Given a certain group_size, 

$$\text{num_groups} = \text{replicas} // \text{group_size}$$

will be created.

Since this must be an integer, not all values of parameters are allowed.

You don't need to specify both the stride and the group_size.
- If you only specify the stride, the group_size is assumed to be `group_size = replicas//stride`.
- If you only specify the group_size, a unitary stride is assumed.
- The **default** group, created with `ir.replica_grouping()` is *all replicas in the same group*: a single group with `group_size=replicas` and `stride=1`.

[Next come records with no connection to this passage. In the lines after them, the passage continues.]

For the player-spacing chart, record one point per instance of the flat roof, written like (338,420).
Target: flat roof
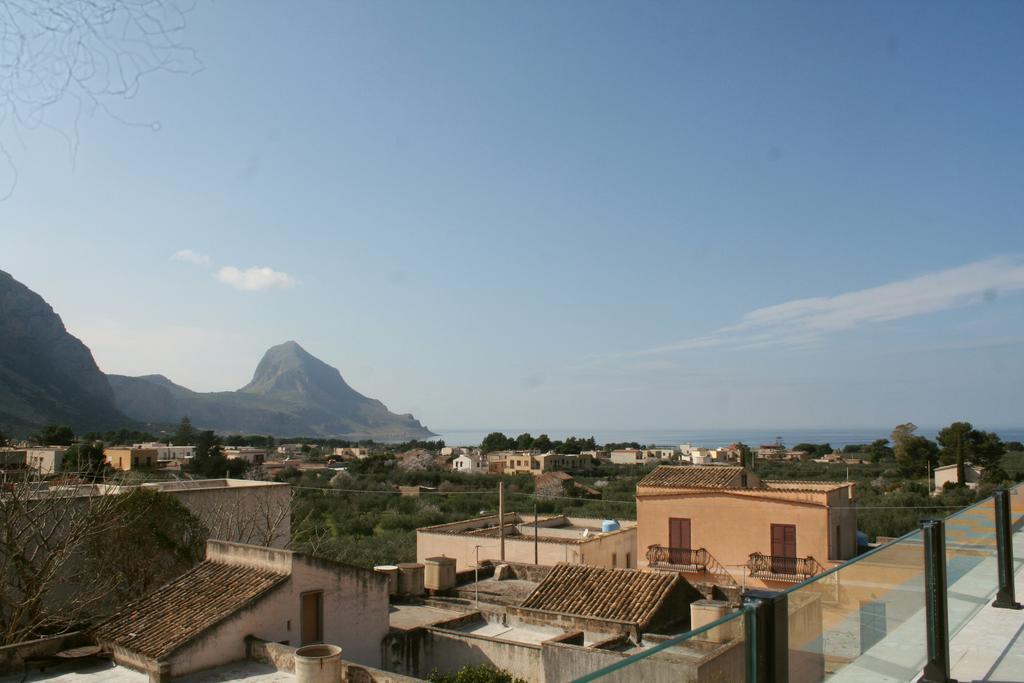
(244,670)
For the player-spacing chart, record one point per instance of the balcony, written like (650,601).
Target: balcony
(771,567)
(679,559)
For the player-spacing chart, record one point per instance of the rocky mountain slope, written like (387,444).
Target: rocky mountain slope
(291,393)
(47,376)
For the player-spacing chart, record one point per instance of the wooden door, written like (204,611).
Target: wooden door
(783,548)
(312,617)
(679,540)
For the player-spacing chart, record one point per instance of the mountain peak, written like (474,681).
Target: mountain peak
(288,371)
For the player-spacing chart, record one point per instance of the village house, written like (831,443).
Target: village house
(351,453)
(166,452)
(658,454)
(469,463)
(771,452)
(554,539)
(251,455)
(947,475)
(727,524)
(45,461)
(627,457)
(554,484)
(203,619)
(573,622)
(126,459)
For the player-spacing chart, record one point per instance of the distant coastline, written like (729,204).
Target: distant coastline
(710,437)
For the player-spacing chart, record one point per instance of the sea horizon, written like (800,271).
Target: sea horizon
(711,437)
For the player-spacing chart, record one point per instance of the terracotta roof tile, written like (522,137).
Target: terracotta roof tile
(173,614)
(624,595)
(690,476)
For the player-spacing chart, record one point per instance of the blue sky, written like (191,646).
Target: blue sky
(581,214)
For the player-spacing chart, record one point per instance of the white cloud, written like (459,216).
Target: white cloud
(254,279)
(201,358)
(803,322)
(189,256)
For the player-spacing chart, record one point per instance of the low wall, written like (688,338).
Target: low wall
(572,623)
(12,656)
(564,663)
(419,651)
(282,657)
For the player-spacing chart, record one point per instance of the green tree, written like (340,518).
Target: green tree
(87,460)
(745,456)
(478,674)
(879,450)
(55,435)
(900,437)
(988,449)
(185,434)
(956,441)
(496,441)
(962,442)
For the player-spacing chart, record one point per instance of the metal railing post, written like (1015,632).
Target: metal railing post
(936,610)
(768,629)
(1005,552)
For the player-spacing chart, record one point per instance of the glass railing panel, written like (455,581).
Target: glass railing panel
(863,621)
(1017,507)
(716,651)
(972,571)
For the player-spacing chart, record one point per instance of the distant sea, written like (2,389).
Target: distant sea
(711,437)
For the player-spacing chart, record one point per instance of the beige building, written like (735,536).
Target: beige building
(469,463)
(247,454)
(125,459)
(45,461)
(723,521)
(530,463)
(351,453)
(559,539)
(202,619)
(167,453)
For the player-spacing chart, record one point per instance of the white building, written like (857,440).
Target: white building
(45,461)
(470,464)
(659,454)
(351,453)
(166,452)
(947,474)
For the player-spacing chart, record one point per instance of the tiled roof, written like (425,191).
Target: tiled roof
(173,614)
(690,476)
(624,595)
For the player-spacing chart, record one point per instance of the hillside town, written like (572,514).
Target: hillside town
(544,596)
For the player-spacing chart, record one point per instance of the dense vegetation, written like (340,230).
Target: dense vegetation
(356,515)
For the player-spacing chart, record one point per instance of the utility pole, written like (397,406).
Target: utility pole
(476,577)
(501,518)
(536,526)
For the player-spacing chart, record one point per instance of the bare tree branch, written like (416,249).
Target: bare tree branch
(62,58)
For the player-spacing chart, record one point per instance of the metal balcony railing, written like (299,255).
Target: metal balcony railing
(773,567)
(681,559)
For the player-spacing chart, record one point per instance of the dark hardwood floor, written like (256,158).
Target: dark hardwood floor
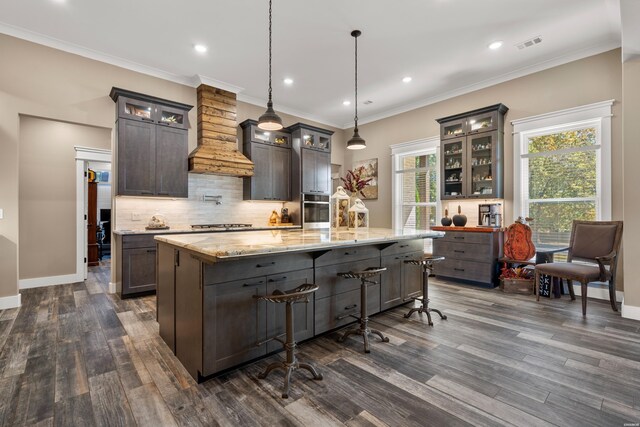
(75,355)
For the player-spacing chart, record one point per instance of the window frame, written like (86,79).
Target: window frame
(418,147)
(597,115)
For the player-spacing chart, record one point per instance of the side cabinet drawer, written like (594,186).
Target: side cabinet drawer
(465,237)
(463,250)
(466,270)
(226,271)
(333,312)
(329,283)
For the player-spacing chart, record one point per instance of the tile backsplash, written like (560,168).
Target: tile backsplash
(181,213)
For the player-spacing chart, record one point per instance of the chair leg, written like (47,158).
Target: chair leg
(572,293)
(612,294)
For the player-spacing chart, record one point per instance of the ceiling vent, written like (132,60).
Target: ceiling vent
(528,43)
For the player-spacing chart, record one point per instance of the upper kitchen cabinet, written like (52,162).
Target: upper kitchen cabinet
(152,145)
(270,152)
(311,164)
(472,154)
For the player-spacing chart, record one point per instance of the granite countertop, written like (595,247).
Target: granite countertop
(477,229)
(187,229)
(232,245)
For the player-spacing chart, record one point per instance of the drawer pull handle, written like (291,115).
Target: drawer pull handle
(268,264)
(246,285)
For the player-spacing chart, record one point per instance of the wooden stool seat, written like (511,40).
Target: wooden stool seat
(363,329)
(427,266)
(299,294)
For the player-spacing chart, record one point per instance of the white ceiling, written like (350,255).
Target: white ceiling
(441,44)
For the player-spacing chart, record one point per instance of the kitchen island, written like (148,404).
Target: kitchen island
(207,283)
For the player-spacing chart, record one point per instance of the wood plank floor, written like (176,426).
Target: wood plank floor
(75,355)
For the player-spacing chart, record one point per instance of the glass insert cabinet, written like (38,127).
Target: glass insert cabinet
(471,154)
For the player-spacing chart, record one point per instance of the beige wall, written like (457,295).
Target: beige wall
(597,78)
(43,82)
(47,176)
(631,136)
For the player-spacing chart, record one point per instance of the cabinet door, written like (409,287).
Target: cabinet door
(309,176)
(280,173)
(136,158)
(391,283)
(453,167)
(172,176)
(138,270)
(323,173)
(235,322)
(188,307)
(483,166)
(302,312)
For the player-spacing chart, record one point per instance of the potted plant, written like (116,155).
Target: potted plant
(517,280)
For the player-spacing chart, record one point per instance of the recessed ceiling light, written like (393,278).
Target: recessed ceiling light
(200,48)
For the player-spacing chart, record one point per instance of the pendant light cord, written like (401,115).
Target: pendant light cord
(270,50)
(356,99)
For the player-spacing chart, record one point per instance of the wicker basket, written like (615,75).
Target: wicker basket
(517,286)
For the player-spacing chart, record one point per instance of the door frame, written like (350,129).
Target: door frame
(84,155)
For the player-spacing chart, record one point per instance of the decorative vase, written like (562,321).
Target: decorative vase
(459,220)
(446,221)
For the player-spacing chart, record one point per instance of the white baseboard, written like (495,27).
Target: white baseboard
(598,293)
(10,302)
(39,282)
(630,312)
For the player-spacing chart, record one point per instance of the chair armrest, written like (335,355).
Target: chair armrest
(609,259)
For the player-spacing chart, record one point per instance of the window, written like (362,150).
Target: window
(415,185)
(562,170)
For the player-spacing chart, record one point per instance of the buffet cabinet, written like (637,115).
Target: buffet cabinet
(472,154)
(210,317)
(469,256)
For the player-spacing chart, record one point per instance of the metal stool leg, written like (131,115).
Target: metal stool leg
(424,306)
(363,329)
(291,363)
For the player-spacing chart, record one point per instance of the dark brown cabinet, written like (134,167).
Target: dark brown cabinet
(472,154)
(316,172)
(270,153)
(152,145)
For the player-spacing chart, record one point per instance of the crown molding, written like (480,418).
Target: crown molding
(292,111)
(541,66)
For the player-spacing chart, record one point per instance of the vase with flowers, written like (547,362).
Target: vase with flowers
(355,182)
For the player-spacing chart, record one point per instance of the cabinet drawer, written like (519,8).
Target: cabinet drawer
(463,236)
(464,251)
(343,255)
(255,267)
(466,270)
(333,312)
(138,241)
(404,246)
(330,284)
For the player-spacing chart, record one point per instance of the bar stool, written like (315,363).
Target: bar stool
(363,329)
(299,294)
(427,266)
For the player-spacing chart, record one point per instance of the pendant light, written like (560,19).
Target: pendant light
(356,142)
(270,120)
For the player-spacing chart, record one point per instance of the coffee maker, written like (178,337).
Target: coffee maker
(490,215)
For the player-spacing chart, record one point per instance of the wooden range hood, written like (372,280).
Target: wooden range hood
(217,152)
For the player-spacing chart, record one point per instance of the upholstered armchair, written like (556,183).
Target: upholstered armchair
(593,256)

A ReplicaGrouping defines an **assignment**. When a group is created, each IPU is given a number `0, ..., num_groups`. IPUs with the same number belong to the same group.

Depending on your tastes, it may be more intuitive to think about groups in terms of assignments or in terms of IPU indices. 
In the cells below, we provide a short snippet that leverage both visualisations.

In [1]:
import popxl
import numpy as np
import popxl_addons as addons
from typing import Optional
from popxl import ReplicaGrouping
from popxl import ops

In [2]:
def print_rg(ipu_indices, rg):
    print("#######################################")
    print(rg)
    print("Assignment: ",rg.assignment)
    for i in range(rg.num_groups):
        print(f" Group {i} : ", ipu_indices[np.where(np.asarray(rg.assignment)==i)])

In [3]:
replicas = 8
ir = popxl.Ir(replication=replicas)
ipu_indices = np.arange(0, replicas)

rg = ir.replica_grouping(stride=1, group_size=4)
rg1 = ir.replica_grouping(stride=2, group_size=2)
rg2 = ir.replica_grouping(stride=4)
rg3 = ir.replica_grouping(group_size=2)
rg4 = ir.replica_grouping(stride=2, group_size=4)

print_rg(ipu_indices,rg)
print_rg(ipu_indices,rg1)
print_rg(ipu_indices,rg2)
print_rg(ipu_indices,rg3)
print_rg(ipu_indices,rg4)

#######################################
ReplicaGrouping(num_replicas=8, stride=1, group_size=4, num_groups=2)
Assignment:  [0, 0, 0, 0, 1, 1, 1, 1]
 Group 0 :  [0 1 2 3]
 Group 1 :  [4 5 6 7]
#######################################
ReplicaGrouping(num_replicas=8, stride=2, group_size=2, num_groups=4)
Assignment:  [0, 1, 0, 1, 2, 3, 2, 3]
 Group 0 :  [0 2]
 Group 1 :  [1 3]
 Group 2 :  [4 6]
 Group 3 :  [5 7]
#######################################
ReplicaGrouping(num_replicas=8, stride=4, group_size=2, num_groups=4)
Assignment:  [0, 1, 2, 3, 0, 1, 2, 3]
 Group 0 :  [0 4]
 Group 1 :  [1 5]
 Group 2 :  [2 6]
 Group 3 :  [3 7]
#######################################
ReplicaGrouping(num_replicas=8, stride=1, group_size=2, num_groups=4)
Assignment:  [0, 0, 1, 1, 2, 2, 3, 3]
 Group 0 :  [0 1]
 Group 1 :  [2 3]
 Group 2 :  [4 5]
 Group 3 :  [6 7]
#######################################
ReplicaGrouping(num_replicas=8, stride=2, group_size=4, num_groups=2)
Assignment:  [0, 1, 0, 1, 0, 1, 0, 1]


## Transpose of a ReplicaGrouping

ReplicaGrouping have `.transpose()` method that generates another group.
To understand what it is like, let's represent IPU indices as an array.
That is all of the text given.